# FastChain

The `FastChain`

system is a Flux-like explicit parameter neural network architecture system for less overhead in smaller neural networks. It acts explicitly, avoiding internal references to reduce overhead, while using explicitly defined adjoints to fuse operations. For neural networks with layers of lengths >~200, these optimizations are overshadowed by the cost of matrix multiplication. However, for smaller layer operations, this architecture can reduce a lot of the overhead traditionally seen in neural network architectures and thus is recommended in a lot of scientific machine learning use cases.

## Basics

The basic principle is that `FastChain`

is a collection of functions of two values, `(x,p)`

, and chains these functions to call one after the next. Each layer in this chain gets a pre-defined amount of parameters sent to it. For example,

```
f = FastChain((x,p) -> x.^3,
FastDense(2,50,tanh),
FastDense(50,2))
```

`FastChain`

here has a `2*50 + 50`

length parameter `FastDense(2,50,tanh)`

function and a `50*2 + 2`

parameter function `FastDense(50,2)`

. The first function gets the default number of parameters which is 0. Thus, `f(x,p)`

is equivalent to the following code:

```
function f(x,p)
tmp1 = x.^3
len1 = paramlength(FastDense(2,50,tanh))
tmp2 = FastDense(2,50,tanh)(tmp1,@view p[1:len1])
tmp3 = FastDense(50,2)(tmp2,@view p[(len1+1):end])
end
```

`FastChain`

functions thus require that the vector of neural network parameters is passed to it on each call, making the setup explicit in the passed parameters.

To get initial parameters for the optimization of a function defined by a `FastChain`

, one simply calls `initial_params(f)`

, which returns the concatenation of the initial parameters for each layer. Notice that since all parameters are explicit, constructing and reconstructing chains/layers can be a memory-free operation, since the only memory is the parameter vector itself, which is handled by the user.

### FastChain Interface

The only requirement to be a layer in `FastChain`

is to be a 2-argument function `l(x,p)`

and define the following traits:

`paramlength(::typeof(l))`

: The number of parameters from the parameter vector to allocate to this layer. Defaults to zero.`initial_params(::typeof(l))`

: The function for defining the initial parameters of the layer. Should output a vector of length matching`paramlength`

. Defaults to`Float32[]`

.

## FastChain-Compatible Layers

The following pre-defined layers can be used with `FastChain`

:

`DiffEqFlux.FastDense`

— TypeFastDense(in,out,activation=identity; bias = true, precache = false ,initW = Flux.glorot_uniform, initb = Flux.zeros32)
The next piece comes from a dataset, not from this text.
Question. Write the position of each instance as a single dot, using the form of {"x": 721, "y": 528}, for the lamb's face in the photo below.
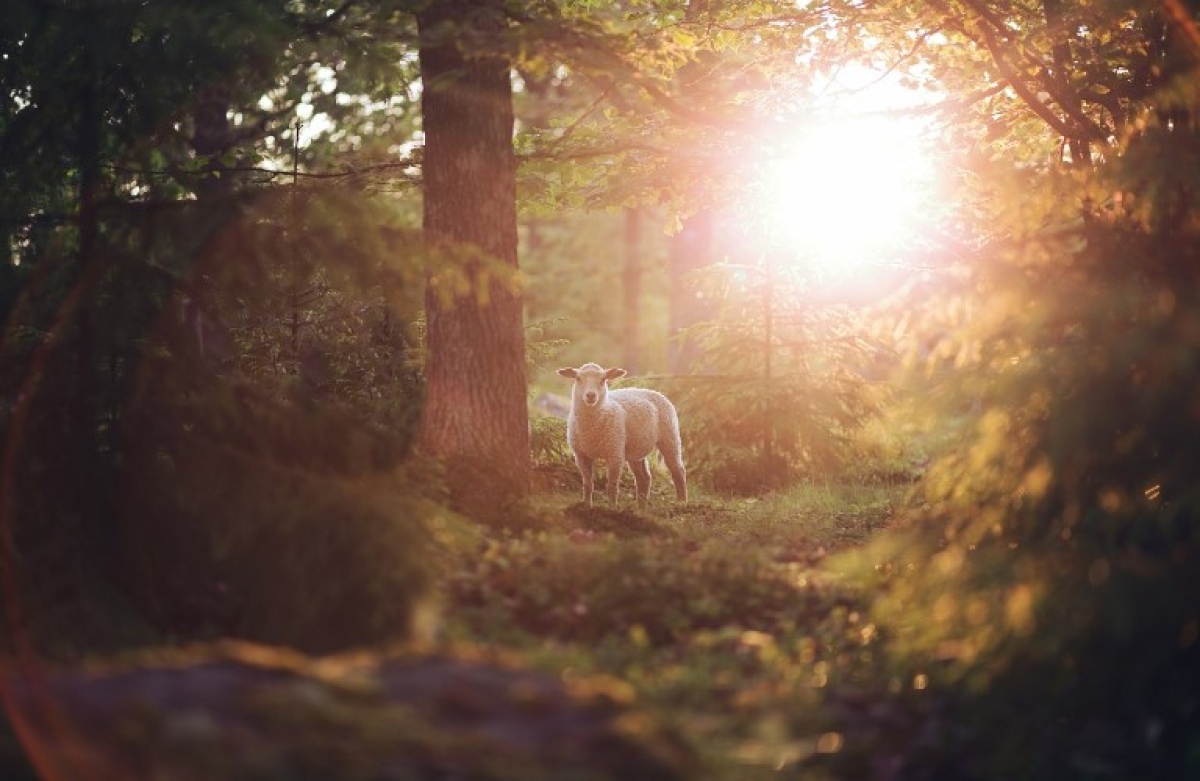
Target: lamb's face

A Dense layer `activation.(W*x + b)`

with input size `in`

and output size `out`

. The `activation`

function defaults to `identity`

, meaning the layer is an affine function. Initial parameters are taken to match `Flux.Dense`

. 'bias' represents b in the layer and it defaults to true.'precache' is used to preallocate memory for the intermediate variables calculated during each pass. This avoids heap allocations in each pass which would otherwise slow down the computation, it defaults to false.

Note that this function has specializations on `tanh`

for a slightly faster adjoint with Zygote.

`DiffEqFlux.StaticDense`

— TypeStaticDense(in,out,activation=identity; initW = Flux.glorot_uniform, initb = Flux.zeros32)

A Dense layer `activation.(W*x + b)`

with input size `in`

and output size `out`

. The `activation`

function defaults to `identity`

, meaning the layer is an affine function. Initial parameters are taken to match `Flux.Dense`

. The internal calculations are done with `StaticArrays`

for extra speed for small linear algebra operations. Should only be used for input/output sizes of approximately 16 or less. 'bias' represents bias(b) in the dense layer and it defaults to true.

Note that this function has specializations on `tanh`

for a slightly faster adjoint with Zygote.